The study authors noted limitations to their research such as its reliance on BMI at diagnosis, without details about weight changes over time, and the lack of a systematic evaluation of measurable residual disease.

In an interview, Gwen Nichols, MD, chief medical officer of the Leukemia & Lymphoma Society, said it’s indeed possible that heavier patients may be underdosed with chemotherapy – especially older ones who may have more excess weight than children.

Dr. Nichols, who praised the study, highlighted another theory. “What causes you metabolically to be overweight may be connected to some reason to less metabolization of chemotherapy drugs,” she said.

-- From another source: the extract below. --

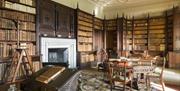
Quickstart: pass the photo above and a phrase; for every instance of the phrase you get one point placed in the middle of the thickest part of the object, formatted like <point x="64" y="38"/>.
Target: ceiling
<point x="127" y="3"/>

Going forward, Dr. Shimony said “clinicians treating younger adults with ALL should monitor their patients with elevated BMI very closely for response and side effects. We recommend these patients be enrolled in clinical trials whenever possible so that more can be learned about how this group of patients responds to novel treatment approaches. Importantly, it is not yet known how obesity is associated with outcomes in nonasparaginase regimens such as hyper-CVAD or those approaches that rely on novel agents.” 

The Foley Family Research Fund funded the study. Dr. Luskin disclosed research support from Abbvie and Novartis, and some other study authors reported various disclosures. Dr. Shimony and Dr. Nichols have no disclosures.